Bank, credit union or Trust Company account up to a value of $2,500. See MGL Chapter 246 section, 28A.

Cemetery and burial property: burial plots are exempt. See MGL Chapter 235, Chapter 34.

Eminent Domain moving expenses: if your home is taken by your town or city, your moving expenses are exempt. See MGL Chapter 79, Section 6A.

Fraternal benefit society benefits are exempt from bankruptcy. See MGL Chapter 176, Section 22.

Disability insurance benefits, life insurance benefits are exempt under many conditions. See MGL Chapter 175.

Public assistance is full exempt. See MGL Chapter 118, section 10 and Chapter 235, chapter 34.

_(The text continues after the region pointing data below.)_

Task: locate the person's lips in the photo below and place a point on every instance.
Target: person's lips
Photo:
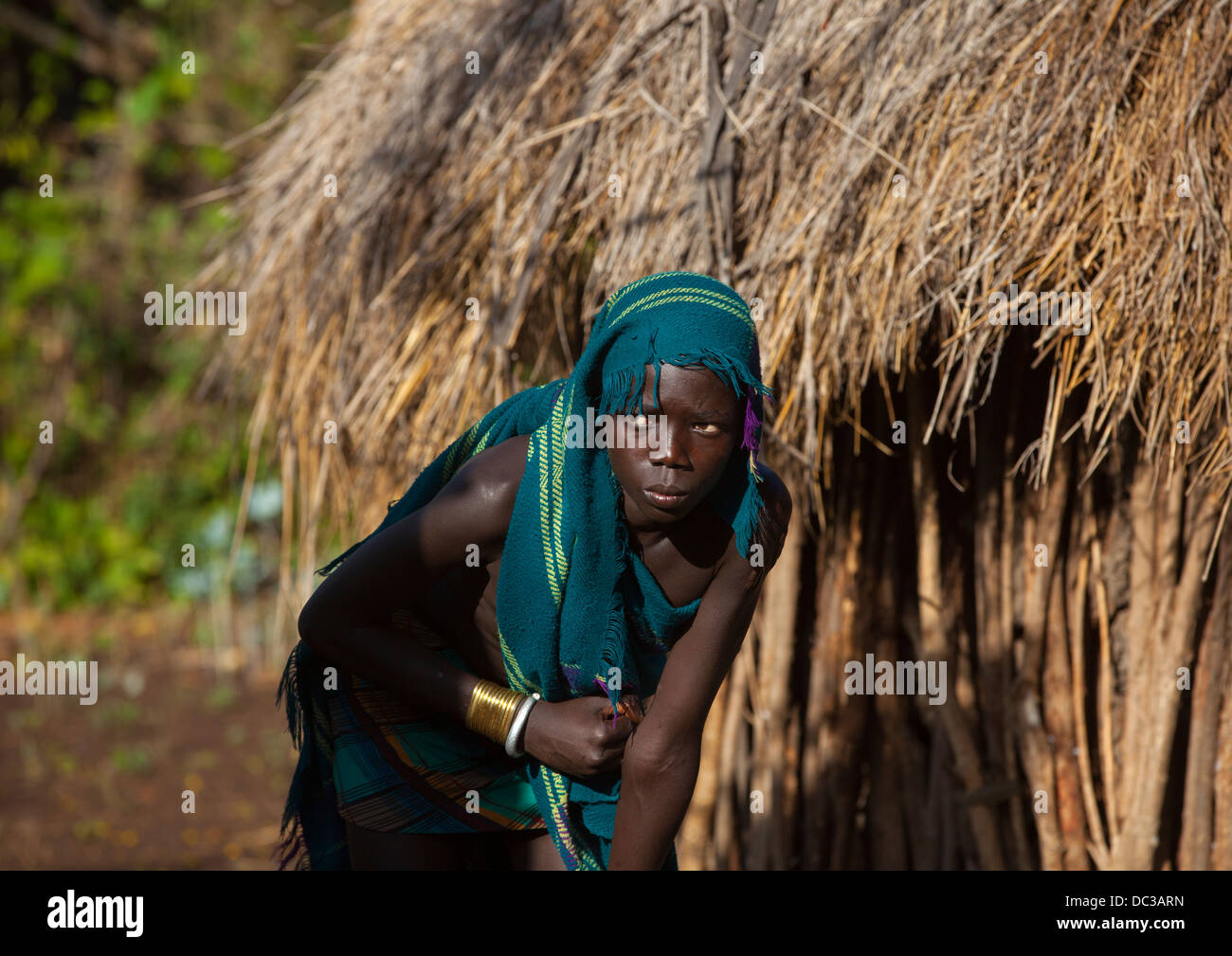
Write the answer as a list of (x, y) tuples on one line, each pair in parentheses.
[(664, 496)]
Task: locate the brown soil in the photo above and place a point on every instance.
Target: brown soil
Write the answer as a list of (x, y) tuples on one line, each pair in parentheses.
[(101, 785)]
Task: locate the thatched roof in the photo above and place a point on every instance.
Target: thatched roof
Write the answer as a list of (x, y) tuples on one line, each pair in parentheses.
[(892, 165)]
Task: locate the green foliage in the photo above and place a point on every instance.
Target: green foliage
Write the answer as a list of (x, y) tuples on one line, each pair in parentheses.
[(139, 464)]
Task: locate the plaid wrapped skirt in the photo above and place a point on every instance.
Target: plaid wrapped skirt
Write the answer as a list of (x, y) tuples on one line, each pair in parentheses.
[(399, 769)]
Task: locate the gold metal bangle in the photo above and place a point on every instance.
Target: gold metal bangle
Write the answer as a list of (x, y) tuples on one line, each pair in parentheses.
[(492, 710)]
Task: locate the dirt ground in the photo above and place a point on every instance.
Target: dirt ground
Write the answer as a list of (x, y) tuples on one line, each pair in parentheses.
[(85, 786)]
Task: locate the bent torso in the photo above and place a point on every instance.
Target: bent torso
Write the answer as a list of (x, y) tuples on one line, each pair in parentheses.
[(461, 606)]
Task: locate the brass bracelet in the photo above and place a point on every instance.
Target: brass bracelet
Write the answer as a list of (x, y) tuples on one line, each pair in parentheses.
[(492, 710)]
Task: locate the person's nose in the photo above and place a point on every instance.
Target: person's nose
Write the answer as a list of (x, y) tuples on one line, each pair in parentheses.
[(670, 450)]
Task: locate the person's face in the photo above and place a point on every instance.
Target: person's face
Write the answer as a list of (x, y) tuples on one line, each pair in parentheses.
[(702, 424)]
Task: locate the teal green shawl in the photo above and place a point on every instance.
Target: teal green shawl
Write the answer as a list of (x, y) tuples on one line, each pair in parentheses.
[(566, 553)]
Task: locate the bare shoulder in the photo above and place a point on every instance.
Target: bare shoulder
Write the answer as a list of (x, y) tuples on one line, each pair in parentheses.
[(497, 471)]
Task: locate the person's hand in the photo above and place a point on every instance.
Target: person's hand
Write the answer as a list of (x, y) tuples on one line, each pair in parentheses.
[(573, 737)]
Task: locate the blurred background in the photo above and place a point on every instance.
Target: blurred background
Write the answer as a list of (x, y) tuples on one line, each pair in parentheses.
[(142, 460)]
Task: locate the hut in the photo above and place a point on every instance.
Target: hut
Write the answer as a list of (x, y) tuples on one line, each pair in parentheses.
[(902, 191)]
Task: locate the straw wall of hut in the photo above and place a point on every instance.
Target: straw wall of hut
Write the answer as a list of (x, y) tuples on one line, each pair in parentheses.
[(1038, 508)]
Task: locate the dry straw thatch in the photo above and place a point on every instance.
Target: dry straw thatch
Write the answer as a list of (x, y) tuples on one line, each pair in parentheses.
[(870, 171)]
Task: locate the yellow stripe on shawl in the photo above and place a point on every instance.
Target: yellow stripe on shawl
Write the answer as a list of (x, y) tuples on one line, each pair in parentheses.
[(685, 295)]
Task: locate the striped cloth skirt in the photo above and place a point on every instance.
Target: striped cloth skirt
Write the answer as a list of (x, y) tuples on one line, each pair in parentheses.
[(401, 769)]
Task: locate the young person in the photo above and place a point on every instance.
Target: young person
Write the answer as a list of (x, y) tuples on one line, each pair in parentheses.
[(568, 606)]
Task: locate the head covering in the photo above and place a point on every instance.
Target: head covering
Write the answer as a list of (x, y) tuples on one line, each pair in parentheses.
[(566, 550)]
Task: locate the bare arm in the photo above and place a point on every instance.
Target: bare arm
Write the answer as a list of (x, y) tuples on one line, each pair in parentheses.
[(348, 620), (663, 754)]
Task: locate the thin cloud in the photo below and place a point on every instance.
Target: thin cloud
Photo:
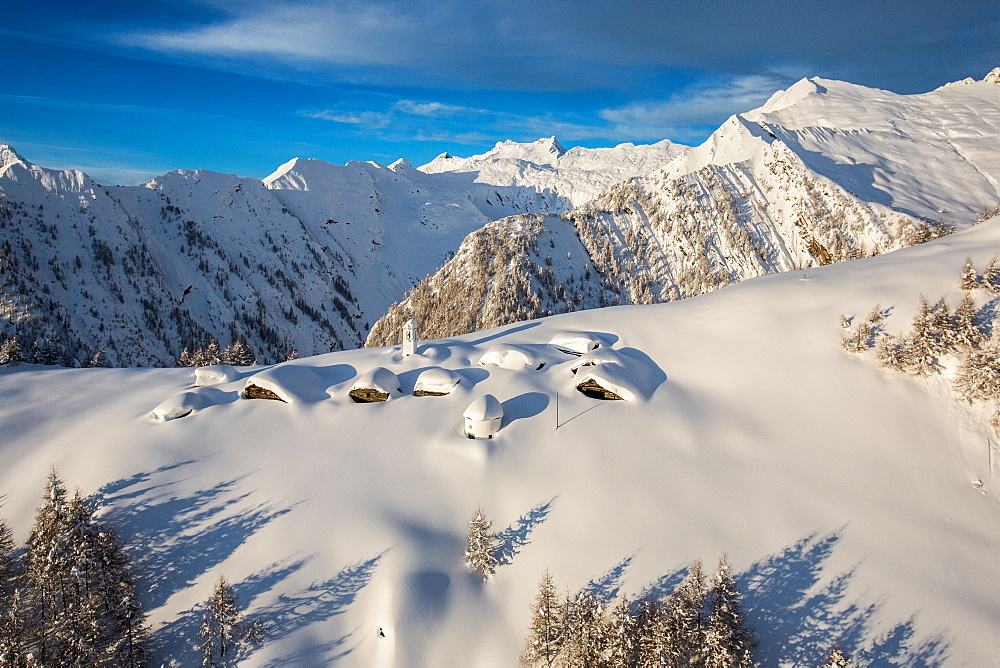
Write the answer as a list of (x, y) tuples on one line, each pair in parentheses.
[(435, 109), (368, 119), (693, 107)]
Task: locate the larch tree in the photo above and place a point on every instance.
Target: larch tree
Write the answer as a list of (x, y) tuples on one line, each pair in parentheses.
[(969, 279), (967, 335), (728, 640), (547, 629), (586, 632), (621, 634), (991, 276), (686, 624), (224, 633), (837, 658), (481, 545), (978, 376)]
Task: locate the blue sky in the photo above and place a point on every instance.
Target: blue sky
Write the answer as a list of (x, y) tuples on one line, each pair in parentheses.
[(128, 90)]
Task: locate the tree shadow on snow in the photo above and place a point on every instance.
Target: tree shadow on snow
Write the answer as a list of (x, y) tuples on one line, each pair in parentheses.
[(523, 406), (799, 620), (605, 588), (513, 538)]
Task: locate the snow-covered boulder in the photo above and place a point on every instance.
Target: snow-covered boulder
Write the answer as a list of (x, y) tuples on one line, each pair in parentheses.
[(615, 376), (598, 356), (576, 342), (291, 383), (512, 356), (379, 384), (436, 381), (179, 406), (483, 417), (216, 374)]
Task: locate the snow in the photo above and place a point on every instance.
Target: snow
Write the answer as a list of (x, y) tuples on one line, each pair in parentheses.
[(380, 379), (843, 493), (578, 342), (293, 383), (484, 408), (215, 374), (515, 357), (437, 379)]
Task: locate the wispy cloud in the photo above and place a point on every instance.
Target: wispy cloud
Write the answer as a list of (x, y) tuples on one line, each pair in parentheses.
[(368, 119), (435, 109), (696, 106)]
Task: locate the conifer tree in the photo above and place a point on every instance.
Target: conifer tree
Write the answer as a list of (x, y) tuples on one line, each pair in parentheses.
[(224, 633), (978, 376), (652, 634), (47, 571), (6, 556), (970, 279), (686, 624), (548, 626), (991, 276), (621, 635), (836, 658), (10, 351), (586, 632), (892, 352), (921, 357), (967, 335), (480, 552), (728, 641)]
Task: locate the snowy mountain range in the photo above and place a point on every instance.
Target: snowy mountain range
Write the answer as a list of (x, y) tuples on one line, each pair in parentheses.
[(312, 256), (823, 172), (857, 504)]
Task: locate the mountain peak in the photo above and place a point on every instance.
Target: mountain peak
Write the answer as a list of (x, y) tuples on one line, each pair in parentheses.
[(8, 157)]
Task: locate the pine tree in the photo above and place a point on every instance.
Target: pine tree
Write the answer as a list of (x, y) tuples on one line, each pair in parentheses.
[(991, 276), (621, 635), (10, 351), (652, 634), (6, 557), (224, 633), (47, 572), (18, 619), (79, 579), (685, 637), (548, 626), (970, 279), (967, 335), (921, 357), (836, 658), (98, 360), (892, 352), (480, 552), (978, 376), (586, 637), (238, 354), (728, 641)]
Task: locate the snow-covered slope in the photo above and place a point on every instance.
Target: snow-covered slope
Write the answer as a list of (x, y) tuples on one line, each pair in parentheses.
[(306, 259), (825, 171), (842, 492), (579, 174)]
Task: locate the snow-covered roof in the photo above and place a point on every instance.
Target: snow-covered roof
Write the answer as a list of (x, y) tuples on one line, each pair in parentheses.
[(437, 379), (179, 406), (380, 379), (579, 342), (215, 374), (486, 407), (599, 356), (625, 375), (293, 383), (511, 356)]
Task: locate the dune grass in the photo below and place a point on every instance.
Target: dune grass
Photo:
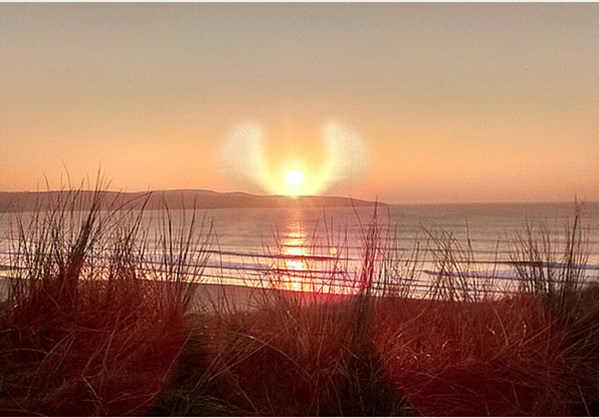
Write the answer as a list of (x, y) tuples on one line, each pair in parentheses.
[(96, 324)]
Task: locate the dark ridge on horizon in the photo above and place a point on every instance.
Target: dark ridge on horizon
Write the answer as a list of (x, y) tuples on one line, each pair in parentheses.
[(175, 199)]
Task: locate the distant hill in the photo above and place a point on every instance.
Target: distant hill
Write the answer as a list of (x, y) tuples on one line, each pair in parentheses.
[(174, 199)]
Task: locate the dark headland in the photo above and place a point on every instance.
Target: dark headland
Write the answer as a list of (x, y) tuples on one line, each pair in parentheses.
[(175, 199)]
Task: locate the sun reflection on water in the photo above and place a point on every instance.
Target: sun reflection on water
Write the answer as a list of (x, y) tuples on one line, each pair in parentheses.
[(294, 251)]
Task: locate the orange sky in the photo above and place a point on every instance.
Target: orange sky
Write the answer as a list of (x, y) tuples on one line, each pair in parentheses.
[(452, 102)]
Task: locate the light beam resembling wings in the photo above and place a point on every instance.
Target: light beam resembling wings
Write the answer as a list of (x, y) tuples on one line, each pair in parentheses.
[(243, 158)]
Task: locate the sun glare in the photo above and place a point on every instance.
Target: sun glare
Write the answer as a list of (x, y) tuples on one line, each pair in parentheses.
[(294, 178)]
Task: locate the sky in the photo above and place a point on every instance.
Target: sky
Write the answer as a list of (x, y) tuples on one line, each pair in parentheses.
[(407, 103)]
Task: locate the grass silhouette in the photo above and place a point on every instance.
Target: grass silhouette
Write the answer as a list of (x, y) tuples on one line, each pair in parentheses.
[(96, 324)]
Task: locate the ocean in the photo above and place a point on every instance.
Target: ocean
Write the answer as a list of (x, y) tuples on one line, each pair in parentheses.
[(324, 249)]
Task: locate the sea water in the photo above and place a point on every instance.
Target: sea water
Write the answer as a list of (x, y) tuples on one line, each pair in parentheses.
[(327, 249)]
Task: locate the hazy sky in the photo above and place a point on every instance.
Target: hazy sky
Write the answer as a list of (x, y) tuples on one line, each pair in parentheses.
[(446, 102)]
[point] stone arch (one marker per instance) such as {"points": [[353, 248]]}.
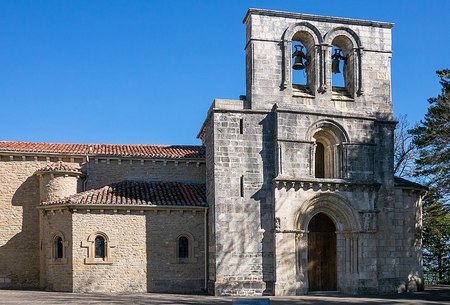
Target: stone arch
{"points": [[325, 124], [310, 37], [90, 245], [343, 31], [327, 157], [58, 246], [349, 42], [337, 208], [302, 27]]}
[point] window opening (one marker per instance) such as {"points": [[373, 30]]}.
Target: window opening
{"points": [[320, 160], [183, 247], [59, 246], [99, 247], [338, 63], [299, 63]]}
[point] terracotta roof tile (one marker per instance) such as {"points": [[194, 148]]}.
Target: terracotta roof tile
{"points": [[139, 193], [61, 166], [124, 150], [401, 182]]}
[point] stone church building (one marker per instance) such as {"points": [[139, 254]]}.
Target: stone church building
{"points": [[292, 190]]}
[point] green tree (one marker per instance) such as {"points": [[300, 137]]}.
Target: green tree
{"points": [[432, 139]]}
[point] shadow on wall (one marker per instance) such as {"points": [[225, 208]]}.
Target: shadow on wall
{"points": [[19, 257]]}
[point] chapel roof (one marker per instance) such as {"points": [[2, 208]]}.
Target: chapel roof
{"points": [[404, 183], [122, 150], [60, 166], [139, 193]]}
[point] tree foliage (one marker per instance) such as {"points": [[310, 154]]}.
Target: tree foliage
{"points": [[432, 138]]}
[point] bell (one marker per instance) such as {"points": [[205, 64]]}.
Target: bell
{"points": [[298, 56], [335, 66], [298, 63], [336, 57]]}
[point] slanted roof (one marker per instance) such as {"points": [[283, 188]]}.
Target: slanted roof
{"points": [[60, 166], [402, 182], [139, 193], [119, 150]]}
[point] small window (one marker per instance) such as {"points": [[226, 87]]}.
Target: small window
{"points": [[58, 248], [183, 247], [99, 247], [320, 160]]}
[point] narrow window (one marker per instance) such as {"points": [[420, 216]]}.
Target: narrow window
{"points": [[183, 247], [242, 186], [58, 247], [320, 160], [99, 247], [299, 62], [338, 67]]}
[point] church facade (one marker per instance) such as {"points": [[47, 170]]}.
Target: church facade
{"points": [[292, 191]]}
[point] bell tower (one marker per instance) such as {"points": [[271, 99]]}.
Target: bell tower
{"points": [[304, 152]]}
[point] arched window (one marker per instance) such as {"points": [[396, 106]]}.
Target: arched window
{"points": [[58, 248], [303, 62], [99, 247], [319, 159], [183, 247], [327, 156]]}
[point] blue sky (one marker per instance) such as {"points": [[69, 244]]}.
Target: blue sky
{"points": [[137, 71]]}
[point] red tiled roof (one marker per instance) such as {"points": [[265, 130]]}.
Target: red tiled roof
{"points": [[61, 166], [126, 150], [139, 193]]}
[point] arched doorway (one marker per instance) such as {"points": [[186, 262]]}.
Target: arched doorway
{"points": [[322, 254]]}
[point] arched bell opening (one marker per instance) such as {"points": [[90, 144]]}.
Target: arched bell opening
{"points": [[342, 65], [303, 62], [322, 262]]}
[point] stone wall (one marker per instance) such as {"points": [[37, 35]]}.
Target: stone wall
{"points": [[55, 273], [242, 171], [125, 271], [165, 271], [19, 232], [268, 58], [20, 197]]}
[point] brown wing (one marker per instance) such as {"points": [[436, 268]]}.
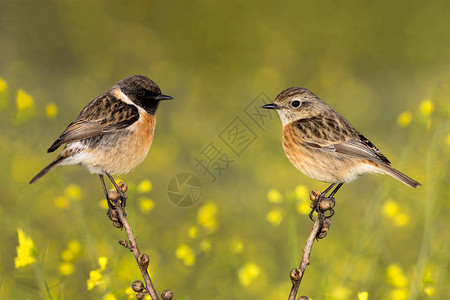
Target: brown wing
{"points": [[102, 115], [337, 135]]}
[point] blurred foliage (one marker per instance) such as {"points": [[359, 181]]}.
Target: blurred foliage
{"points": [[384, 65]]}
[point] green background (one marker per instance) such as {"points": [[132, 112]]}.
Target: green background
{"points": [[370, 60]]}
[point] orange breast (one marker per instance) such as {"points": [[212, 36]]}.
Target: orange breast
{"points": [[123, 151]]}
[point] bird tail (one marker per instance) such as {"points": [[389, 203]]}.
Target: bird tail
{"points": [[400, 176], [53, 164]]}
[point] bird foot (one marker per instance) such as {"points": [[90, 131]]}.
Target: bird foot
{"points": [[321, 204]]}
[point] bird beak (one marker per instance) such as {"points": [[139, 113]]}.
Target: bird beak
{"points": [[271, 106], [163, 97]]}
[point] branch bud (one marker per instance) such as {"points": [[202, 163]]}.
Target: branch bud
{"points": [[137, 286], [123, 187], [322, 235], [117, 224], [167, 295], [295, 274], [144, 260], [314, 195], [113, 195], [325, 205]]}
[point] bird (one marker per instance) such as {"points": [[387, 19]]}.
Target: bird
{"points": [[113, 133], [323, 145]]}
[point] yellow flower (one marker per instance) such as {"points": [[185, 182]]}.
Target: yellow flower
{"points": [[73, 191], [51, 110], [401, 219], [102, 261], [3, 86], [205, 246], [237, 246], [399, 294], [62, 202], [3, 94], [144, 186], [206, 216], [146, 205], [95, 278], [75, 246], [404, 119], [26, 251], [193, 232], [396, 277], [390, 208], [24, 101], [303, 208], [103, 204], [67, 255], [248, 273], [426, 107], [340, 293], [302, 193], [109, 296], [24, 105], [363, 296], [275, 217], [66, 268], [186, 254], [130, 293], [429, 291], [274, 196]]}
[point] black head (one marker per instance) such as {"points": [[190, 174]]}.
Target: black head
{"points": [[144, 92]]}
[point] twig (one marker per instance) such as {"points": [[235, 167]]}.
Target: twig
{"points": [[119, 218], [319, 231], [297, 274], [143, 259]]}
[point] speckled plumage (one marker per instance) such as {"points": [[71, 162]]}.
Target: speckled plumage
{"points": [[323, 145], [114, 132]]}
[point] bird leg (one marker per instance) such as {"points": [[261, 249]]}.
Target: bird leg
{"points": [[322, 203], [123, 198], [111, 206]]}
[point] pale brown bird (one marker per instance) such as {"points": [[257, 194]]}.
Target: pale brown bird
{"points": [[323, 145], [113, 133]]}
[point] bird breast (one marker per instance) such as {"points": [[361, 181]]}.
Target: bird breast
{"points": [[122, 151]]}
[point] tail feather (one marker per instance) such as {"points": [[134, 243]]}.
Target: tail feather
{"points": [[400, 176], [46, 169]]}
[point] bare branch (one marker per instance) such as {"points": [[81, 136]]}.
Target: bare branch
{"points": [[120, 220], [319, 231]]}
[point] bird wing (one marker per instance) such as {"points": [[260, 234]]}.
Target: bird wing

Implements of your trade are exempt up to $5,000 and $1,500 for fishing gear. See MGL Chapter 235, section 34.

Bibles and books up to $500. See MGL Chapter 235, section 34.

Unemployment compensation is general exempt. See MGL Chapter 151A, section 36.

Worker’s compensation is 100% exempt. See MGL Chapter 152, section 47.

Veteran’s benefits for Massachusetts debtors are 100% exempt. See MGL Chapter 115, section 5.

Wages are exempt as follows: 85% of your gross earnings or 50 times the Massachusetts minimum wage, whichever is greater. See MGL Chapter 115, section 5.

Finally, there is a wildcard exemption of $1,000 plus up to $5,000 in unused exemptions from some of the above. See MGL Chapter 235, section 34.

Why Do I Need a Bankruptcy Lawyer if the Massachusetts Exemptions are Clear?

The Massachusetts exemptions may be clear, but your situation may be very different from what you read on a website and may require pre-bankruptcy planning.  Your Homestead needs to be properly filed to protect your house from the Trustee in Bankruptcy.  An experienced bankruptcy lawyer knows how to work with you to be sure you can keep your assets and discharge your debts.  Also, even if you are counting on the Homestead, you may need a lawyer to determine if you should file using the federal or state bankruptcy exemptions.